Scottish business warns recycling scheme will split UK drinks market

Scottish drinks makers have warned that a flagship recycling scheme, due to come in next year, threatens to fragment the UK beverage market and lead to the withdrawal of products such as craft beer from shelves.

The “deposit return scheme” is due to start in August 2023 before similar plans are rolled out to the rest of the UK. Under the proposal, customers are charged 20p when they buy a single-use drinks container, which they can claim back upon returning it.

Edinburgh hopes the plan — which is central to Scotland’s net zero emissions by 2045 target — will motivate people to recycle and reduce litter. Ministers aim to repurpose 90 per cent of the more than 2.5bn single-use glass, metal and plastic containers used in the country each year.

But businesses representing Scotland’s £14bn drinks and food industry say Holyrood is ignoring warnings of flaws that will render the system — whose objectives they support — unworkable and expensive.

Drinks retailers argue they will be hard pressed to install the machinery needed in time, and that introducing the scheme ahead of other UK nations risks creating a separate domestic drinks market, with producers beholden to different regulations to the rest of the country.

“We are effectively having to create a distinct Scottish drinks market,” said Ewan MacDonald-Russell, of the Scottish Retail Consortium, whose members include Tesco and Deliveroo. “It’s much less efficient to do things just in Scotland” as that would deprive companies of the ability to produce at scale and keep a lid on costs, he said.

The cost of creating specific labels and bar codes for the relatively small Scottish market may prompt businesses to stop stocking some products, reducing choice for customers, some warned.

Last month, eight retail associations sent a letter to the government saying urgent action was needed to prevent the scheme’s failure.

Jean-Etienne Gourgues, chief executive and chair of Chivas Brothers, the Scotch arm of French group Pernod Ricard, called for an alignment with the rest of the UK.

“It will be a bit paradoxical now that travel is authorised, [if] people arrive in Scotland and the choice of product available is smaller than” in other parts of the world, he said.

A number of businesses told the Financial Times they wanted to know how they would claw back VAT on the deposit, and what to do with their containers that do not comply with the incoming rules.

They also said it could potentially fall foul of post-Brexit legislation to ensure unhindered trade across the UK. This will only become clear when the final details of the scheme in England, Wales and Northern Ireland are announced.

Exporters south of the border are also worried about added overheads. “Our producers are looking at the costs and administration, and they are trying to figure out how much they can send to Scotland,” said Freddie Joosten, environment policy manager at the Wine and Spirits Trade Association, which has more than 300 members. “Will it be financially viable?”

While there is no specific requirement for separate labelling for containers that make their way to Scotland in the scheme, Joosten said there would be no other way for producers to track and trace them.

“What they have done is say you [producers] have to identify the bottles.
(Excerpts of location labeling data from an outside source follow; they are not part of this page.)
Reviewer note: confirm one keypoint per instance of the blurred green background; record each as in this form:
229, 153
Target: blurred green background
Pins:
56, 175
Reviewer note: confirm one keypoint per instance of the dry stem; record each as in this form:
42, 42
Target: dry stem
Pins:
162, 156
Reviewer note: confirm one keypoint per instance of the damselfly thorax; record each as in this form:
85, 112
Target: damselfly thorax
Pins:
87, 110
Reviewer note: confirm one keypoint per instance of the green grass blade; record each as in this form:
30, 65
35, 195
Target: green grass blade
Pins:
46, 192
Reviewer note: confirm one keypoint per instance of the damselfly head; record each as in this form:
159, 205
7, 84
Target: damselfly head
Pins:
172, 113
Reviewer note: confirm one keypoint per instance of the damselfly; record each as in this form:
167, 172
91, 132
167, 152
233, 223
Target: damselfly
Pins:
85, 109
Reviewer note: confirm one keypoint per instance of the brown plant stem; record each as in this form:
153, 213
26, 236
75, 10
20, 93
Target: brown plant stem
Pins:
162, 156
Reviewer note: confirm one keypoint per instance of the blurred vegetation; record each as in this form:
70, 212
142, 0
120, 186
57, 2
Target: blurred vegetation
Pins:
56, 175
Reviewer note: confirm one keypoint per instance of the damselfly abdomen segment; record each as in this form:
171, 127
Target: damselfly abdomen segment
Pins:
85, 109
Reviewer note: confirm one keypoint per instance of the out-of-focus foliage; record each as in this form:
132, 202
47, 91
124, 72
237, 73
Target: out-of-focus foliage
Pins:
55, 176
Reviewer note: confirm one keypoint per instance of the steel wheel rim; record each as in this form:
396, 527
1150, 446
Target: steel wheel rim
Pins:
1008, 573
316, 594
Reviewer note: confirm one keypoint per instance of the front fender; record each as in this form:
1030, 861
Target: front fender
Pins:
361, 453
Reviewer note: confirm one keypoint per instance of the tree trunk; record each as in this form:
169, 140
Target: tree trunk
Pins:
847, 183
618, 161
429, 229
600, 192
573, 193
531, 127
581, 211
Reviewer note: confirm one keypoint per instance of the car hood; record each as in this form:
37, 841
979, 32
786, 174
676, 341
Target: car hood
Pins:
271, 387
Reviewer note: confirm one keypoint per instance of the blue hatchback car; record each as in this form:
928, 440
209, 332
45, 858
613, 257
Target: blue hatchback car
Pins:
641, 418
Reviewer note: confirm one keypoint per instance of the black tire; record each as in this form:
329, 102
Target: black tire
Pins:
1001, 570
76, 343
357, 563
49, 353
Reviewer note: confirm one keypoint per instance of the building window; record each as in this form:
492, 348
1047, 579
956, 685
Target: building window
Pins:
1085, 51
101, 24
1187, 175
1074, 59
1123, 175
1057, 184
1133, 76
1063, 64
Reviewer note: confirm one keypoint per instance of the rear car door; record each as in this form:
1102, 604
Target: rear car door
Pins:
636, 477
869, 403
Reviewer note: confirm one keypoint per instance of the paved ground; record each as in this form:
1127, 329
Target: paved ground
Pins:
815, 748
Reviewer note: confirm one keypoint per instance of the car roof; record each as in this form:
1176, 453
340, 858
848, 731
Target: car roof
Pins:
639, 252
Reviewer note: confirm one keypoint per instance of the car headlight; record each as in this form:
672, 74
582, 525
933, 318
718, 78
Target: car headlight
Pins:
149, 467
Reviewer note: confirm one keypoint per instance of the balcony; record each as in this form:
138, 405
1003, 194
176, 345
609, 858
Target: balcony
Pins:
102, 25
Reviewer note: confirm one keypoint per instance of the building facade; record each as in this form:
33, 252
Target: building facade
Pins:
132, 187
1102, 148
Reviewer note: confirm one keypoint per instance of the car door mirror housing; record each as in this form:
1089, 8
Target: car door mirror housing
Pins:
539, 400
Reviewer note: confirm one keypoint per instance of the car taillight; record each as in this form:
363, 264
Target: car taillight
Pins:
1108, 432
How are you going to do that? Obviously you have to have labels,” Joosten said.

Jamie Delap

Jamie Delap, head of Fyne Ales in Argyllshire in western Scotland and a director of the UK-wide Society of Independent Brewers, said the design of the scheme would “decimate” small producers.

“Coming out of the pandemic, everyone is carrying more debt and as we go into this cost of living crisis, brewers are struggling to make their businesses work,” he said. “This unworkable deposit return scheme is posing an existential risk to small brewers.”

Online sales, which proved to be a lifeline for small producers during the Covid-19 crisis, were another source of concern for businesses, who argued that these would be damaged if they were also required to add container pick-ups to their service.

Fyne Ales Brewery prepares its beer for delivery to online customers

Claire Rennie, owner of Summerhouse Drinks, which produces craft soft drinks with herbs grown at the family farm in Aberdeenshire, said the company is worried about the inclusion of glass in the Scottish scheme.

“Effectively there is going to be a trade border created for glass bottles between Scotland and England” and that means small companies like hers “will never have the economies of scale”, Rennie said.

Lorna Slater, Scotland’s circular economy minister and co-leader of the Greens, said that similar schemes had already proven successful in many European countries. Similar systems have been in place in Denmark, Germany and Netherlands for decades.

“We are confident that ours will deliver similar results,” said Slater. She added that businesses should contact Circularity Scotland, the body set up in 2021 to run the deposit return scheme, for information on how to run the scheme.

Circularity Scotland said it had secured £18mn in commercial loans for the set-up phase of the scheme. It has also appointed a sustainable waste management company for collecting and processing “billions” of drinks containers, which could create 500 jobs.